Identifying a plan’s failure can sometimes be straightforward (although, as Donald Boudreaux points out, it is not always obvious): if some goal is established and the goal is not reached, we can say the plan failed.  However, why the plan failed is often a hard question to answer: did the plan fail because it is inherently a bad plan?  Or did the plan fail because it was poorly executed?  

Individual planners and economic planners face different incentives to understanding why a plan fails.  The individual planner, who faces most (if not all) of the costs and all of the benefits of their actions, faces strong incentives to figure out why a plan failed and whether it should be abandoned or not.  If my get-rich-quick plan is to sell tobacco-flavored toothpaste and nobody buys it, I face the incentive to figure out why.  If I keep investing my resources into tobacco-flavored toothpaste, I will certainly be made worse off: those resources have alternative uses and the benefits of using those resources to make tobacco-flavored toothpaste exceed the costs.  In other words, I have devoted too many resources to developing this product.  Given my goal (getting rich quick) and the fact I face the full cost of using those resources, I have the incentive to dump the plan as a failure and use my resources in a different way.
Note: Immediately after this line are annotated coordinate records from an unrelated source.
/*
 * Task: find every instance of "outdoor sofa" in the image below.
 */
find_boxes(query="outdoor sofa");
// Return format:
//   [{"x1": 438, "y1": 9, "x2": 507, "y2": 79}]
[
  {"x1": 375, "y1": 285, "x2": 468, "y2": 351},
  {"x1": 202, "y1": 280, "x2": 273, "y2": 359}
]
Economic planners do not face the same incentives.  They face neither the full costs or the full benefits of their plans.  Consequently, they face perverse incentives to find out why the plan failed.  If some economic planner decided that the sale of tobacco-flavored toothpaste was a national priority, how might they react to the failure of the plan?  Perhaps, by some stroke of luck, they would realize that people do not want tobacco-flavored toothpaste and abandon the plan altogether.  More likely, however, the planner would likely conclude that too few resources were devoted to producing tobacco-flavored toothpaste rather than too many resources.  The planner may devote more resources toward advertising or other means to accomplish their plan.  This is especially true if their job, say as the Director of the Federal Agency to Promote Tobacco-Flavored Toothpaste, depends on the success of the plan.  In short, while the economic planner could realize their plan has failed and abandon it, the incentives are not aligned to make this outcome likely.  
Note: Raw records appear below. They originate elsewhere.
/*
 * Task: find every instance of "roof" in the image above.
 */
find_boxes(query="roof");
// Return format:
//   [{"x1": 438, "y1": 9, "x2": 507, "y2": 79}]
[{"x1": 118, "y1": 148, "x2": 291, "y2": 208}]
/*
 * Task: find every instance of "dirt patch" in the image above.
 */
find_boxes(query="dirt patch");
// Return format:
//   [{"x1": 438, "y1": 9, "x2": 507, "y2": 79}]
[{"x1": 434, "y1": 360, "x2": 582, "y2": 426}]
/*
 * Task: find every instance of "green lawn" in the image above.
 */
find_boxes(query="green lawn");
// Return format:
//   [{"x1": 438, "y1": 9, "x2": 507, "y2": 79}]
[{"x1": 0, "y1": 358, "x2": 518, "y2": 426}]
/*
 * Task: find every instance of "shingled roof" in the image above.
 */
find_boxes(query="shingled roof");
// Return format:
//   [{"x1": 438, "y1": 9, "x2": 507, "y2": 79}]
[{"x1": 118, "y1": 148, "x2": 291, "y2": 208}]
Tobacco-flavored toothpaste is a silly example, but we see this behavior all the time.  One example in particular comes to mind: the COVID-19 price controls.  During COVID-19, the Federal and many state governments imposed price controls on essential goods.  The logic was that it would preserve required equipment for hospitals and prevent price gouging.  However, shortages of these goods predictably appeared and hospitals had a difficult time acquiring the products.  Rather than recognize the plan had failed to increase goods available, the governments doubled down, blamed firms, and began prosecuting “hoarders” and “price gougers,” exacerbating the problem.  The shortages persisted and the very policies that created the failure remained (in fact, the policy actually made the pandemic worse).  The planners failed to see why their plan failed.

Bad policies persist in both the private and the public sector.  Planners are unwilling or unable to admit their plans have failed and adjust.  Poor managers cause firms to fail, inability to adjust causes individuals to go bankrupt.  However, when individual plans fail, those resources are freed up to go to other uses.  When economic plans fail, the government planners often pull on more resources, increasing waste.  

In conclusion, while it is possible that economic planning could work as a series of experiments, where the “good” are kept and the “bad” are discarded, we have little reason to think such an outcome is likely.  The incentives to understand why a plan has failed are simply not there.

 


Jon Murphy is an assistant professor of economics at Nicholls State University.